I actually have two different recall words, one for formal obedience situations, "Kodi, Front!", and "Kodi, Here!" for informal situations when I want him to come back to me, but it doesn't require a formal "front and finish". We started the recall in a hallway, having my kids just take turns calling Kodi's name, having him dash up and down the hall, getting a treat each time he responded to his name. Then we started just watching him. When we saw he was making an enthusiastic bee-line for us, we would say "Kodi, here!!!' in a bright, happy voice and give him great treats and TONS of praise when he arrived and let us grab his collar. (he was coming anyway, on his own, so this was a great game as far as he was concerned) Then we would let him go again. That's part of the trick to teaching a really reliable recall... NEVER say your recall word unless you are AT LEAST 90% sure the dog will come. When you are first practicing, don't say it until they are already on their way.
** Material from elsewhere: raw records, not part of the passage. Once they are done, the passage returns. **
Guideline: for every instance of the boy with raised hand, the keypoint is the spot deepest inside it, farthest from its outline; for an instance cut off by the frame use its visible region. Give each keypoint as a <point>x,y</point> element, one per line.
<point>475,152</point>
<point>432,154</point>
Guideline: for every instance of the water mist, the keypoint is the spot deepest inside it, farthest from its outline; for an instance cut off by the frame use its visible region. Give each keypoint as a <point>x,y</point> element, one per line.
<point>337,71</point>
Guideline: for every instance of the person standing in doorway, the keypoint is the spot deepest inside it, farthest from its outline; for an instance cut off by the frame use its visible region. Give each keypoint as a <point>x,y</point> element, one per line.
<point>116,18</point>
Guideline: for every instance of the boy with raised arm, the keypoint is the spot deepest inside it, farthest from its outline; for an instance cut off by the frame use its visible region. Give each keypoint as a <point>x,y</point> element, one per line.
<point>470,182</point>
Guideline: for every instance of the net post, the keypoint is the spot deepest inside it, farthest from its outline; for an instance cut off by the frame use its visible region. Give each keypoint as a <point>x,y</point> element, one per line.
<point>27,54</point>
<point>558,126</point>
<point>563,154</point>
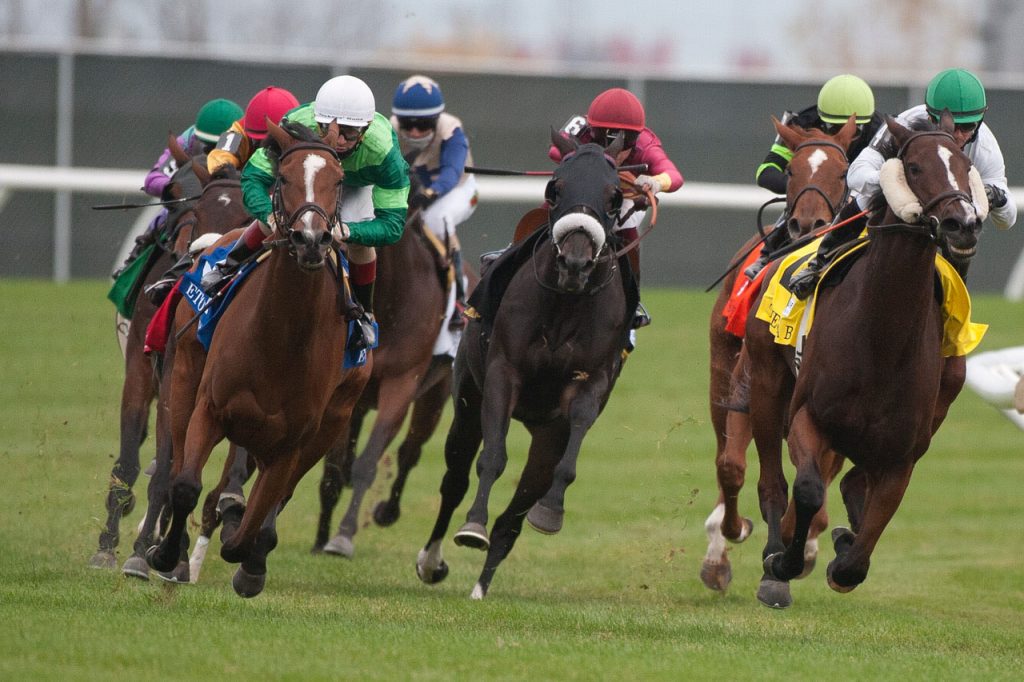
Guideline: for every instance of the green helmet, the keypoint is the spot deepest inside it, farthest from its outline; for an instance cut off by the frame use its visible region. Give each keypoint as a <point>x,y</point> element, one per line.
<point>843,96</point>
<point>214,118</point>
<point>961,92</point>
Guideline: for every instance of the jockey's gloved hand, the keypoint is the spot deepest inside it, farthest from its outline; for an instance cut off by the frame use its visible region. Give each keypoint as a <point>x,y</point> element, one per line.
<point>996,197</point>
<point>341,232</point>
<point>646,182</point>
<point>422,199</point>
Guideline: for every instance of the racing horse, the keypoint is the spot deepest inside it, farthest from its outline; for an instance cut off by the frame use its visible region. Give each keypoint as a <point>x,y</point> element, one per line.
<point>549,357</point>
<point>412,283</point>
<point>815,193</point>
<point>872,386</point>
<point>183,224</point>
<point>273,380</point>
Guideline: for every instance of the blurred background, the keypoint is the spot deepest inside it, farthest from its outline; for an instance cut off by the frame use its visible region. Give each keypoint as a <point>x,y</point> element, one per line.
<point>97,84</point>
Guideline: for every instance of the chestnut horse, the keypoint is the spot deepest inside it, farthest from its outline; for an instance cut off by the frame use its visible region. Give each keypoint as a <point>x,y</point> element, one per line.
<point>411,298</point>
<point>815,193</point>
<point>872,386</point>
<point>549,357</point>
<point>181,226</point>
<point>273,380</point>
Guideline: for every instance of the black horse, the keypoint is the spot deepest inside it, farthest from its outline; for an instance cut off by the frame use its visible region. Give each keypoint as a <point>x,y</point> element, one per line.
<point>548,355</point>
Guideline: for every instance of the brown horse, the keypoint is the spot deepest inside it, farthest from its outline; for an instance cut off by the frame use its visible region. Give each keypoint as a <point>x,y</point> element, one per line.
<point>549,357</point>
<point>872,386</point>
<point>411,298</point>
<point>273,380</point>
<point>815,192</point>
<point>183,224</point>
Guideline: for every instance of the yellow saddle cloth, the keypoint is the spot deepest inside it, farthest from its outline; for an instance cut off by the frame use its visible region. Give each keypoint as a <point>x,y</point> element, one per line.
<point>791,320</point>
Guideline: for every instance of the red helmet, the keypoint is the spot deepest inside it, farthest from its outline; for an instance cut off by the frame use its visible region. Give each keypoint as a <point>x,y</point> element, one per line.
<point>270,102</point>
<point>616,109</point>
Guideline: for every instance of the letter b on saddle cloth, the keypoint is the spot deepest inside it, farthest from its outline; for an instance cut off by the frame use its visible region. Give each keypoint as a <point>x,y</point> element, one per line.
<point>791,318</point>
<point>209,308</point>
<point>530,233</point>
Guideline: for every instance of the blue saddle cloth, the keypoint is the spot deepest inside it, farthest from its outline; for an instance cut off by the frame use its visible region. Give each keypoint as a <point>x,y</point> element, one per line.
<point>210,313</point>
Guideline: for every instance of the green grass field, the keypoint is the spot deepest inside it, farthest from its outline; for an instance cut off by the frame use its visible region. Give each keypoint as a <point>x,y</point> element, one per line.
<point>614,596</point>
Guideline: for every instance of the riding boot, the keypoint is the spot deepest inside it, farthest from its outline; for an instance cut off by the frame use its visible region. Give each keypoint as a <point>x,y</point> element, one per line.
<point>774,241</point>
<point>246,246</point>
<point>804,282</point>
<point>366,331</point>
<point>159,290</point>
<point>458,321</point>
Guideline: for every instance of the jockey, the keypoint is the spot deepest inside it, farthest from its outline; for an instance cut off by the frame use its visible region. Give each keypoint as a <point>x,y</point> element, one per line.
<point>960,91</point>
<point>376,185</point>
<point>211,120</point>
<point>437,148</point>
<point>248,133</point>
<point>613,113</point>
<point>244,133</point>
<point>841,97</point>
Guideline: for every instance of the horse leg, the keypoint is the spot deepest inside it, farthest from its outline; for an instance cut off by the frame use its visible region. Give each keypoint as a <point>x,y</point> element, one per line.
<point>463,440</point>
<point>806,448</point>
<point>392,405</point>
<point>204,432</point>
<point>337,473</point>
<point>548,443</point>
<point>853,552</point>
<point>426,414</point>
<point>136,396</point>
<point>501,391</point>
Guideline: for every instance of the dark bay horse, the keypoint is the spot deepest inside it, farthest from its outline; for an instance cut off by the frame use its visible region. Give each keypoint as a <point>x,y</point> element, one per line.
<point>872,386</point>
<point>815,193</point>
<point>549,357</point>
<point>273,380</point>
<point>411,297</point>
<point>181,226</point>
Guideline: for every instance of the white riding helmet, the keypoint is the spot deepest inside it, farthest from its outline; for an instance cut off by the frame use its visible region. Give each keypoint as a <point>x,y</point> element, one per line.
<point>345,99</point>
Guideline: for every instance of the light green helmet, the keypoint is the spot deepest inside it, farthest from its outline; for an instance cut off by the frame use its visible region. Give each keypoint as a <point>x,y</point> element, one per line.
<point>843,96</point>
<point>961,92</point>
<point>214,118</point>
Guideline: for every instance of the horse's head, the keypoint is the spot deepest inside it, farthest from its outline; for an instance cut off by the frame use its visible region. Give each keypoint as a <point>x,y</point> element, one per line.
<point>584,199</point>
<point>307,193</point>
<point>931,181</point>
<point>816,188</point>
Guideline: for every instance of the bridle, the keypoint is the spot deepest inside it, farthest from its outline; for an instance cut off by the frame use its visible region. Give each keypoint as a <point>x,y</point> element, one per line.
<point>286,221</point>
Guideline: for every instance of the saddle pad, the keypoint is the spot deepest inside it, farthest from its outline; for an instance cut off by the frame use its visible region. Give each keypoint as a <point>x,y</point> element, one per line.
<point>791,318</point>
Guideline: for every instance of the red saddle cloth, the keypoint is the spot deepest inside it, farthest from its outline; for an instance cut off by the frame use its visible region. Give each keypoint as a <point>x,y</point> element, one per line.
<point>744,291</point>
<point>160,327</point>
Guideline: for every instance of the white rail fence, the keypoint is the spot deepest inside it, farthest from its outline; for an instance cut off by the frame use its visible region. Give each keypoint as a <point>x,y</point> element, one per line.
<point>65,180</point>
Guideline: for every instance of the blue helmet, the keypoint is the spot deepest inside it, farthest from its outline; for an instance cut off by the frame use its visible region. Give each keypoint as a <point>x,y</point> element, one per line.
<point>418,96</point>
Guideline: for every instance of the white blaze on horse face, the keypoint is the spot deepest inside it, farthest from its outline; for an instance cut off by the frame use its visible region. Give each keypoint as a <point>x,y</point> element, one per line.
<point>311,165</point>
<point>816,159</point>
<point>946,155</point>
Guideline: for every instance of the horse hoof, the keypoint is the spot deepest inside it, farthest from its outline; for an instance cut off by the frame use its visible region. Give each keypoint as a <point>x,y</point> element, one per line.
<point>716,574</point>
<point>103,559</point>
<point>340,546</point>
<point>545,520</point>
<point>386,514</point>
<point>472,535</point>
<point>774,594</point>
<point>135,566</point>
<point>434,576</point>
<point>842,589</point>
<point>179,576</point>
<point>246,585</point>
<point>154,560</point>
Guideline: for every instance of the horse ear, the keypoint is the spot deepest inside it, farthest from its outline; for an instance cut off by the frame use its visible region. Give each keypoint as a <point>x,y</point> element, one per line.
<point>279,134</point>
<point>176,152</point>
<point>201,172</point>
<point>563,143</point>
<point>787,133</point>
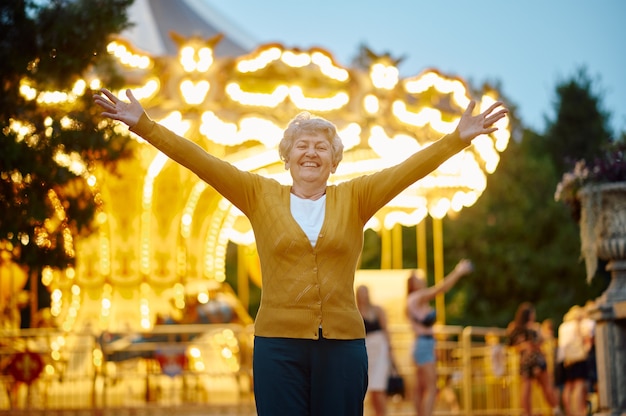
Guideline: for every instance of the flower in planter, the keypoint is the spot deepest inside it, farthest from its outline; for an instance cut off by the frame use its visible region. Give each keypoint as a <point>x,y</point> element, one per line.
<point>607,168</point>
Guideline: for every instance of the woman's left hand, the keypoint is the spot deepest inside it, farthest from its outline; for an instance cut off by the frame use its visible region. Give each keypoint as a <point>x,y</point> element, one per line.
<point>471,126</point>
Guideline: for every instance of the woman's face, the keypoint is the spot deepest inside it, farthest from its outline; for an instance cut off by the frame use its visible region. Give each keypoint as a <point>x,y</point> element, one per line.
<point>311,159</point>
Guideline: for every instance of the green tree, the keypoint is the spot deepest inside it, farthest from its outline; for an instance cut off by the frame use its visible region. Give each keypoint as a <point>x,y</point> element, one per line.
<point>580,127</point>
<point>525,245</point>
<point>49,149</point>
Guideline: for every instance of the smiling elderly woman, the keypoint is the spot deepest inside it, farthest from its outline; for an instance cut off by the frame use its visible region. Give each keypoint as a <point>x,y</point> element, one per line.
<point>309,348</point>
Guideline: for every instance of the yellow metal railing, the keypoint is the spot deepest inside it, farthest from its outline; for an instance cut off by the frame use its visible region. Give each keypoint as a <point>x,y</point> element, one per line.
<point>207,366</point>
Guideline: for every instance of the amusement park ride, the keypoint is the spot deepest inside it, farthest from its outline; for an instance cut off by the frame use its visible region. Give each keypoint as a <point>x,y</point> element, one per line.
<point>163,233</point>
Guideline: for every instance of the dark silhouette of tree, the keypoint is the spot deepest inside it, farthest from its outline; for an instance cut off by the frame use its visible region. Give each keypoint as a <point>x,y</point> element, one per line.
<point>525,244</point>
<point>580,127</point>
<point>48,149</point>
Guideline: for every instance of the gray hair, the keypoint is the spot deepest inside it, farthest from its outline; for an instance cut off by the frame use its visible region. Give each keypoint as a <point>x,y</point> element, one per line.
<point>305,122</point>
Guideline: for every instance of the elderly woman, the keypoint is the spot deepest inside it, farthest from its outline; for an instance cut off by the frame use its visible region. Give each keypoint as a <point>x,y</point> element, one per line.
<point>309,349</point>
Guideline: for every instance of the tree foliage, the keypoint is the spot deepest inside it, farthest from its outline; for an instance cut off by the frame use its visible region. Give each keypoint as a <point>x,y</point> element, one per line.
<point>49,149</point>
<point>525,245</point>
<point>580,128</point>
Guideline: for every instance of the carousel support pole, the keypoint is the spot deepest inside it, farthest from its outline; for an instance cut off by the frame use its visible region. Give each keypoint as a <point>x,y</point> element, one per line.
<point>396,252</point>
<point>422,248</point>
<point>610,339</point>
<point>440,303</point>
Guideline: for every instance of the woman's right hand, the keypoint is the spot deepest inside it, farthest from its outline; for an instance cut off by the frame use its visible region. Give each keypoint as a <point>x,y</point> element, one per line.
<point>116,109</point>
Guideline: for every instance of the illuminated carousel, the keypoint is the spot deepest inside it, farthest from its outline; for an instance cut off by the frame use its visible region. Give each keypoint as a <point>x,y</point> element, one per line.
<point>163,233</point>
<point>160,252</point>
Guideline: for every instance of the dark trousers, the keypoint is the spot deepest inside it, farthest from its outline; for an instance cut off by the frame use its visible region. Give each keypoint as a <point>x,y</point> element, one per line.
<point>301,377</point>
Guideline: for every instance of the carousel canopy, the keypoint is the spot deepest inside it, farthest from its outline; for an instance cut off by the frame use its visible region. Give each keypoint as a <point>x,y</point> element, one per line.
<point>154,20</point>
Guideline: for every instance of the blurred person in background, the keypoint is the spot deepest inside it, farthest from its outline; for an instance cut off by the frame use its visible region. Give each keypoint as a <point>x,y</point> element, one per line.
<point>524,334</point>
<point>378,349</point>
<point>423,317</point>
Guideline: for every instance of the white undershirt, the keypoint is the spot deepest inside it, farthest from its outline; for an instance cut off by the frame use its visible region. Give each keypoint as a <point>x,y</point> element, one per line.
<point>309,215</point>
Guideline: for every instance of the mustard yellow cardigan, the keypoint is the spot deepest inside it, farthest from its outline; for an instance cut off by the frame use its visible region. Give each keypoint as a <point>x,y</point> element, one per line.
<point>304,287</point>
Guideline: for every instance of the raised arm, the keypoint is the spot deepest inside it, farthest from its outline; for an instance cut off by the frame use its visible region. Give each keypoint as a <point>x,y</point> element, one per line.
<point>116,109</point>
<point>471,125</point>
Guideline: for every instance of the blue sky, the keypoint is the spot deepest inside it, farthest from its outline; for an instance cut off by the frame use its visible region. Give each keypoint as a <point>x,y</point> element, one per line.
<point>527,46</point>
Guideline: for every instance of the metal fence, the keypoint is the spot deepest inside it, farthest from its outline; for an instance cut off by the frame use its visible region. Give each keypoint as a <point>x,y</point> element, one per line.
<point>207,369</point>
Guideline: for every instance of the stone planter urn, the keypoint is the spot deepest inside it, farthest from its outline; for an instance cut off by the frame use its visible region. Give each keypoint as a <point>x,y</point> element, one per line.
<point>603,235</point>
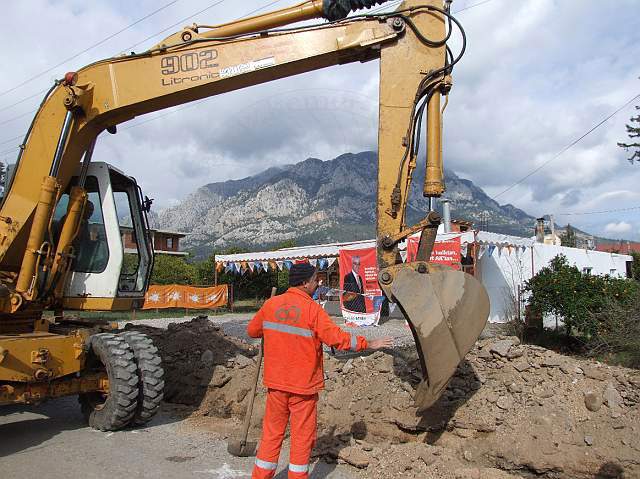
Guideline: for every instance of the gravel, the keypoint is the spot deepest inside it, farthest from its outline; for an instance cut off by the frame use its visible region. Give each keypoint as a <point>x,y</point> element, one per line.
<point>236,325</point>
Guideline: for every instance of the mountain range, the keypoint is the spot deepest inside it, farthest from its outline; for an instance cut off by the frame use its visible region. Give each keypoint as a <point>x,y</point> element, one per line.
<point>317,201</point>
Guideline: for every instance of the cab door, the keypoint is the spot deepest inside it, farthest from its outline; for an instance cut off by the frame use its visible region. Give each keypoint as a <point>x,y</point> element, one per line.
<point>105,276</point>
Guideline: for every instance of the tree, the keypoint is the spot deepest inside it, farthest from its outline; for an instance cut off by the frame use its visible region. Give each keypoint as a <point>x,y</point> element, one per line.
<point>633,132</point>
<point>3,172</point>
<point>562,290</point>
<point>568,238</point>
<point>636,265</point>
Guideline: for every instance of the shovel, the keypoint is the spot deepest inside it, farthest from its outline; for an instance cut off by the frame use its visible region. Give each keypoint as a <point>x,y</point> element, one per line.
<point>241,447</point>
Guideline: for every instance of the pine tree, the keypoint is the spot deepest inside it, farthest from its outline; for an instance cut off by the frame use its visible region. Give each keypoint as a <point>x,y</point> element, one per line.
<point>634,132</point>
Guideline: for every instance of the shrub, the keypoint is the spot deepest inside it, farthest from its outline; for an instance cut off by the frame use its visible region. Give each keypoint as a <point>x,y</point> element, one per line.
<point>564,291</point>
<point>618,331</point>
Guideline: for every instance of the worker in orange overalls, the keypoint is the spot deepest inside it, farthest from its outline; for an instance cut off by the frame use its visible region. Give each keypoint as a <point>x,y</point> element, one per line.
<point>294,327</point>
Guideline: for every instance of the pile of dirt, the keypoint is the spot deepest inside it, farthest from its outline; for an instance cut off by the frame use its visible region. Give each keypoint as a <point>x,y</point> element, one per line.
<point>511,410</point>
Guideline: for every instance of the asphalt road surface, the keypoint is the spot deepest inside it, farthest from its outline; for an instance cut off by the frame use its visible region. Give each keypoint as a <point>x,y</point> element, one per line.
<point>52,441</point>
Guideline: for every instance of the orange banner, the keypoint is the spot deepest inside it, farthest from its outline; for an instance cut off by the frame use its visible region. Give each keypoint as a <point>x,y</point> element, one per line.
<point>177,296</point>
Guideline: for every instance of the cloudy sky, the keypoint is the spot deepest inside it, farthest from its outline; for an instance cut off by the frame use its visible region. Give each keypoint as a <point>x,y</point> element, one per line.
<point>538,75</point>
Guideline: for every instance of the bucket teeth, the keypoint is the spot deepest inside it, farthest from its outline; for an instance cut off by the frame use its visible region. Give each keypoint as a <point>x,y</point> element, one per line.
<point>447,310</point>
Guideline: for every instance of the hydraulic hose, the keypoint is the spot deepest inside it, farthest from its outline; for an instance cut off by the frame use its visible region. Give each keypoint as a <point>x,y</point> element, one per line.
<point>338,9</point>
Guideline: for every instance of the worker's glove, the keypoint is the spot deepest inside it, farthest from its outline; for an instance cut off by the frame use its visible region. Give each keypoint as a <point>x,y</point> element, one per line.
<point>339,9</point>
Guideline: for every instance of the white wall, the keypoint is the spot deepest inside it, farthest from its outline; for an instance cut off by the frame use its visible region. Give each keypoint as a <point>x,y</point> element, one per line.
<point>502,271</point>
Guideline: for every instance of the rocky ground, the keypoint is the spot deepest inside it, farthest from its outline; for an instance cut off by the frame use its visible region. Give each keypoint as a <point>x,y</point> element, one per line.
<point>511,410</point>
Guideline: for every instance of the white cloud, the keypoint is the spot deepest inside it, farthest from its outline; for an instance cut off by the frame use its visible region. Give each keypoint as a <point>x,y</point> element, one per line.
<point>533,80</point>
<point>618,228</point>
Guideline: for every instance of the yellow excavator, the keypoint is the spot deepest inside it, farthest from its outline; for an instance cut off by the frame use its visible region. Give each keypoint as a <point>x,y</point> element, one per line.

Kodi was a bit of a velcro dog to start with outdoors, so we didn't have to worry about him running off. But for people who's pup might find the great outdoors more tempting than playing the recall game (even for great food) you can use a "long line", which is just a long, thin, strong ribbon or string attached to the collar that you can step on to keep the puppy from getting away. You can do the same thing if he is loose in the yard and won't let you catch him, but you will need to supervise him closely so he can't get caught on anything and get hurt.
When we started off-leash walks in the woods, I would (and still do!) call him back to me periodically, give him a cookie and release him again. He loves this game. From that we were able to take it a step further, and at this point, if he's getting too far ahead of me, I can just call, "Kodi, wait!", and he knows he doesn't need to come back to me, but he needs to wait until I close the distance and say, "OK!". I wish I could tell you how he learned this part, but I'm not sure. It's just a communication we sort of developed over time.
I was told, however, that you can't expect a dog to have a really solid recall, with distractions, for AT LEAST a year or two. If you have a distractible, or high prey drive type dog, it can take much, much longer. Sight hounds almost never are trustworthy off leash in the open. So don't get discouraged with your guy... if I remember correctly, he's still pretty young, isn't he?